Three hours isn’t much to cover half a millennium of politics but still much more than has been hitherto given to the subject on mainstream British TV.  What a shame then that all we got was more of the same – more of the same exotification (episode one went with harems and slaves amongst other familiar tropes); more of the same oversight of inconvenient parts of history (episode 3 bypassed the soft coup of the 1990s and the attacks on the Refah party and Fazilat Party); and the same slow motion shot of festooned dancing men in the current day celebrating the birth of the Ottoman dynasty founder, punctuating all the episodes, right up to the end of the last one.
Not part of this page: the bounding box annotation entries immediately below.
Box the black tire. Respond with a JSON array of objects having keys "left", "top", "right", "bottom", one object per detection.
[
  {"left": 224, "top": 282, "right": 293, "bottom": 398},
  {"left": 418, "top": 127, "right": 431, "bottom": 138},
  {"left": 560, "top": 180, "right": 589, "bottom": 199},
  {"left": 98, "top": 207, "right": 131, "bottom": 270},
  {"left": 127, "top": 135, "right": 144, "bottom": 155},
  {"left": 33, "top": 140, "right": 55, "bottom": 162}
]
Perhaps worse than the casual Orientalism throughout are the indisputable factual errors.  Not the interpretation, just the failure to get uncontested things right.  If this was a history essay, even the most uncritical colonial pedagogue would surely comment, “Sloppy work, Mr. Omaar.”  The AKP Party, the last episode claimed, is the first democratically elected Islamic government in Turkey – only it’s not.  Turkey was the only major Muslim country not to be occupied by colonial powers – only it wasn’t.  Queen Elizabeth I wrote to Sultan Murad III in Arabic (yet the letter shown was in Turkish) and so on.  The mistakes are so glaringly obvious it’s as if there is no expectation of an intelligent or informed or critical audience.  No-one can / will critique this or if they do we will not acknowledge it, therefore who cares?

Well, I for one do.  Don’t get me wrong, there is plenty to criticise the Ottomans about, not least the rivalry between themselves and the Safavids (equally to blame) which institutionalised sectarianism, saw mass expulsions of Muslim populations and killings that call into question the idealisation of  either political entity as Islamic.  All this runs concurrently with both Safavids and Ottomans courting Western imperial powers and eventually internalising the sense of inferiority projected on them that resulted in the decline of their power and the full colonisation (mind, body and soul) of the territories they ruled.

We live the repercussions today and yet, we have learned little. In particular the internalised inferiorisation of Muslim history still comes through in this series, despite the number of Muslims involved in the production.  Reproducing colonial tropes – even the benign ones (the Ottomans were quite tolerant all things considered type) – isn’t okay, just because you are a Muslim.  Let’s take the timeline – whilst running concurrently with the rise of imperial European powers, the Ottoman Caliphate’s more positive attributes are discussed in insular fashion.  Repeatedly remarked upon as tolerant, the context given for this never extends beyond the realm of its own borders.  The narrator essentially tells us that, unlike the stereotypes of Muslims that we have as intolerant and chauvinist, this Ottoman bunch weren’t such a bad lot.

Set against this is the controversy around enslavement of one Christian son per Christian family.  Again, even when explained in friendlier terms, this is explained as a way of making a strong core for the empire, and it is mentioned that such slaves were educated, often found jobs in the administration of the empire, many becoming Vazirs (Prime ministers as translated by the programme makers as apparently there can be no other form of political organisation as one based on Western norms and terms).  There is no context or crucially comparison with the enslavement of  millions, and the concurrent genocide, in and by Europe at the same time.  Now that is a context much needed, in fact essential, if we are to have a discussion or even a history of the so-called Muslim Emperors of Europe.  How they were the same or different to the rest of Europe is not just a relevant question, it is THE question.

What scope was there for a non-English subject to become Prime Minister, in the same period, or for that matter a non-majority ethnic national or an enslaved person in any of the post-Westphalian states that marked the emergence of Europe?  Without such context, what we have is a series that presents itself as historical but which dehistoricises Europe whilst reproducing a historiography of Ottoman rise and decline that fits in with the idea that in the end the West became the most morally and technologically advance empire and they deserve the spoils they have, in this narrative, slightly greedily ogled after the second world war i.e. unrestricted access to fossil fuels.

More can be said, but in the end it will be more of the same, just as sadly this series has been.